Thursday, November 23, 2017
News Roundup

From waterboy to war hero, a Veterans Day story


Ben Overstreet badly wanted to play football, but when he started his senior year at Gulf High School in 1949, he stood 5-feet-5 and weighed 105 pounds.

He was as fearless as he was slow. His parents knew he would try to play and probably get hurt. They talked to the coach.

Ben made the team, but as equipment manager, not player. He cheered from the sidelines, celebrated the other boys' glory, brought them water.

His time would come.

• • •

Nineteen seniors made up the Class of 1950. After graduation, Overstreet attended the University of Florida for a year. The only son of an auto mechanic, he didn't have much money. "Stone broke,'' he said, "is more like it.''

The Air Force offered $75 a month, food and shelter, and so a year out of high school, Ben and three of his New Port Richey buddies, Jim Mott, Lamar Crumbley and Earl Raft, signed up for service at the same time.

As a boy, Ben had dreamed of piloting airplanes. The Air Force made him a clerk typist in Texas. But in 1953, he qualified for flight training and came out a second lieutenant. He had been scheduled for duty in Korea, but the war there ended and the demand for pilots dropped. Overstreet received training in various aircraft during the next several years and in 1965 experienced his first combat on bombing missions from Guam into Vietnam.

His war had been at 35,000 feet, and the explosions below were hardly noticeable. Then, in a dramatic change of duty that would also change his life, Overstreet, now a major, took controls in a fixed-wing, single-engine airplane, spotting enemy targets at treetop level.

He had flown about 75 missions without incident through November 1966, directing fighter jets toward Viet Cong movements on the Ho Chi Minh Trail. Now, as he surveyed the Laotian jungle, unarmed except for an M-16 in the cockpit, he flew into a tense attempted rescue. Enemy troops shot at American helicopters as crews lowered lines to secure an F-4 fighter pilot who had been forced to eject. His parachute had snagged on trees. A co-pilot had disappeared into the jungle.

According to published reports, Overstreet flew his plane to the area where the enemy troops had assembled, deliberately drawing fire while the rescue crews located the second pilot. Overstreet logged the location of the enemy and directed an aerial attack that silenced their guns.
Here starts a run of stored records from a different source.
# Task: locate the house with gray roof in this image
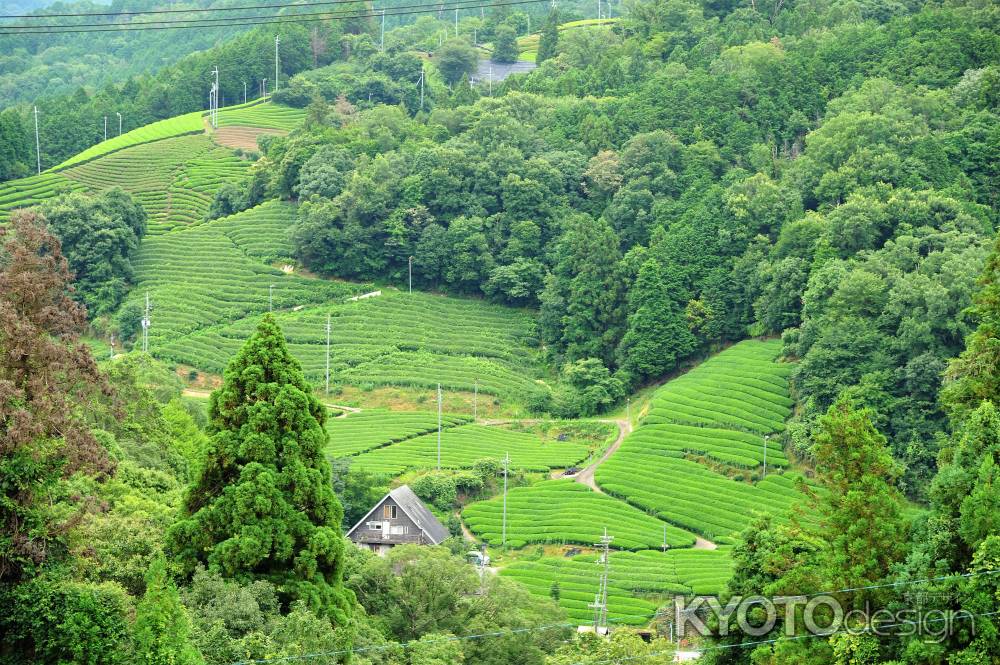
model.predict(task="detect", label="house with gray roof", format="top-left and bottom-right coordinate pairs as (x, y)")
top-left (347, 485), bottom-right (449, 556)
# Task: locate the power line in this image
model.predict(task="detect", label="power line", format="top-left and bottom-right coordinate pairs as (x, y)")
top-left (0, 0), bottom-right (545, 36)
top-left (0, 0), bottom-right (398, 20)
top-left (207, 569), bottom-right (1000, 665)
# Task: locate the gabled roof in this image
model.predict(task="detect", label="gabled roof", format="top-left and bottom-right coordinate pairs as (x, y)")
top-left (347, 485), bottom-right (450, 545)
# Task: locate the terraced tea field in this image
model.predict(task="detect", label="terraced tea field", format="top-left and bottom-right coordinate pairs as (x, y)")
top-left (168, 290), bottom-right (540, 396)
top-left (643, 340), bottom-right (792, 434)
top-left (50, 111), bottom-right (205, 171)
top-left (326, 409), bottom-right (472, 457)
top-left (462, 479), bottom-right (694, 550)
top-left (0, 172), bottom-right (86, 222)
top-left (219, 102), bottom-right (306, 132)
top-left (354, 425), bottom-right (591, 476)
top-left (212, 201), bottom-right (295, 262)
top-left (63, 135), bottom-right (250, 235)
top-left (595, 340), bottom-right (804, 539)
top-left (630, 423), bottom-right (788, 469)
top-left (130, 210), bottom-right (364, 350)
top-left (500, 548), bottom-right (732, 625)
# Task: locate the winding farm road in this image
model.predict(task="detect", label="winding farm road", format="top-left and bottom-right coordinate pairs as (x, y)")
top-left (573, 420), bottom-right (719, 550)
top-left (573, 420), bottom-right (632, 494)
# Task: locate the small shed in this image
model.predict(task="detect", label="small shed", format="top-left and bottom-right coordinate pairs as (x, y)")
top-left (347, 485), bottom-right (449, 556)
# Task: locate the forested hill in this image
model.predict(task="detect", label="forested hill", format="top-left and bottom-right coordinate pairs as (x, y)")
top-left (0, 0), bottom-right (1000, 665)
For his gallantry, Overstreet was awarded the Silver Star, one of the nation's highest honors. He also earned the Distinguished Flying Cross for his actions a few months after the rescues, when he ignored intense ground fire to direct another fighter attack that destroyed several gun positions.

• • •

"It still seems hard to believe that my plane never took a hit,'' Overstreet said last week from his home in Marietta, Ga. His old friends from New Port Richey days thought his life story would help personify this Nov. 11, the day this country honors its military veterans.
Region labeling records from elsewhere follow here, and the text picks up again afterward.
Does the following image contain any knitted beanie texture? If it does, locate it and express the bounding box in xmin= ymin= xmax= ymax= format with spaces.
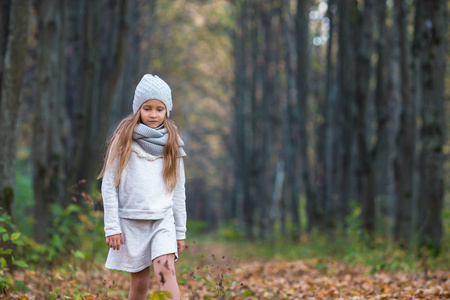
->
xmin=133 ymin=74 xmax=172 ymax=117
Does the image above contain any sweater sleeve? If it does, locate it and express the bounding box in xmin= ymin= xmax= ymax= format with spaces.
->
xmin=173 ymin=158 xmax=186 ymax=240
xmin=101 ymin=158 xmax=122 ymax=236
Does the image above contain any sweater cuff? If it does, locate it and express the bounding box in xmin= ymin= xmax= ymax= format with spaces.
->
xmin=177 ymin=229 xmax=186 ymax=240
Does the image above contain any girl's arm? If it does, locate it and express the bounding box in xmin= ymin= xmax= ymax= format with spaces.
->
xmin=173 ymin=158 xmax=186 ymax=240
xmin=102 ymin=158 xmax=122 ymax=236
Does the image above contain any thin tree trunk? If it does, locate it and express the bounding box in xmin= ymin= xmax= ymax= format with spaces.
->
xmin=0 ymin=0 xmax=30 ymax=215
xmin=372 ymin=1 xmax=394 ymax=230
xmin=281 ymin=0 xmax=301 ymax=241
xmin=333 ymin=0 xmax=356 ymax=226
xmin=392 ymin=0 xmax=416 ymax=247
xmin=323 ymin=0 xmax=336 ymax=228
xmin=355 ymin=0 xmax=375 ymax=234
xmin=415 ymin=0 xmax=448 ymax=254
xmin=296 ymin=1 xmax=316 ymax=231
xmin=259 ymin=0 xmax=275 ymax=239
xmin=32 ymin=0 xmax=66 ymax=243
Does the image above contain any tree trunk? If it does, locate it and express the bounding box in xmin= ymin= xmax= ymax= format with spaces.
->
xmin=281 ymin=0 xmax=301 ymax=241
xmin=295 ymin=1 xmax=316 ymax=231
xmin=392 ymin=0 xmax=416 ymax=247
xmin=258 ymin=0 xmax=276 ymax=239
xmin=0 ymin=0 xmax=30 ymax=215
xmin=32 ymin=0 xmax=66 ymax=243
xmin=322 ymin=0 xmax=337 ymax=228
xmin=333 ymin=0 xmax=356 ymax=226
xmin=415 ymin=0 xmax=447 ymax=254
xmin=70 ymin=0 xmax=128 ymax=192
xmin=355 ymin=0 xmax=375 ymax=234
xmin=372 ymin=1 xmax=394 ymax=230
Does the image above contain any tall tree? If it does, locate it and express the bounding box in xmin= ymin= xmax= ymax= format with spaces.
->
xmin=32 ymin=0 xmax=66 ymax=243
xmin=0 ymin=0 xmax=30 ymax=215
xmin=292 ymin=1 xmax=316 ymax=230
xmin=391 ymin=1 xmax=416 ymax=247
xmin=333 ymin=0 xmax=357 ymax=225
xmin=280 ymin=0 xmax=301 ymax=241
xmin=69 ymin=0 xmax=129 ymax=190
xmin=414 ymin=0 xmax=448 ymax=254
xmin=355 ymin=0 xmax=375 ymax=233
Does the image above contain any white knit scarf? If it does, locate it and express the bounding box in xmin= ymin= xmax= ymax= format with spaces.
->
xmin=133 ymin=123 xmax=186 ymax=156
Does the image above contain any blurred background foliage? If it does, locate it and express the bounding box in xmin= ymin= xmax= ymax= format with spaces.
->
xmin=0 ymin=0 xmax=450 ymax=280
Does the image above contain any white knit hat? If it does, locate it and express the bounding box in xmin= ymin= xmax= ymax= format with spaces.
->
xmin=133 ymin=74 xmax=172 ymax=117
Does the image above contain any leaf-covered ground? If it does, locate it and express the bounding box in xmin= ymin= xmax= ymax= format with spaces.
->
xmin=0 ymin=255 xmax=450 ymax=299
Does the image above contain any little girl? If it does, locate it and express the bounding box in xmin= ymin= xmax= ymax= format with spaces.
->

"I can't explain it,'' he said. "I'm quite proud of the medals, but it just means I had the opportunity. A lot of guys nervier than I didn't get the opportunity.''

He returned to battle over Vietnam four more times through 1970, including as a B-52 pilot. He retired in 1971 and spent 23 years training pilots for American Airlines in the Dallas area. "Now I do yard work and walk the dog,'' he said.

He just turned 80 and says he's in good health, "if you don't count the pieces of hide they keep cutting off,'' he said, noting one downside of a youth spent running in the Florida sun. He has two daughters and has been divorced since 1991.

Sixty-two years have passed since he graduated from Gulf High, but he rarely misses an opportunity to come "home'' for reunions. "We've taken some heavy casualties,'' he said, "but it's always good to see those who remain.''

The bustling town he visits now bears little resemblance to the one he enjoyed as a youngster, a safe haven far from any of the world's trouble spots. The teens of 1950 concerned themselves with Friday night dances and football games. Ben Overstreet, small but scrappy, patrolled the sidelines. Who could have known then he would go from water boy to war hero?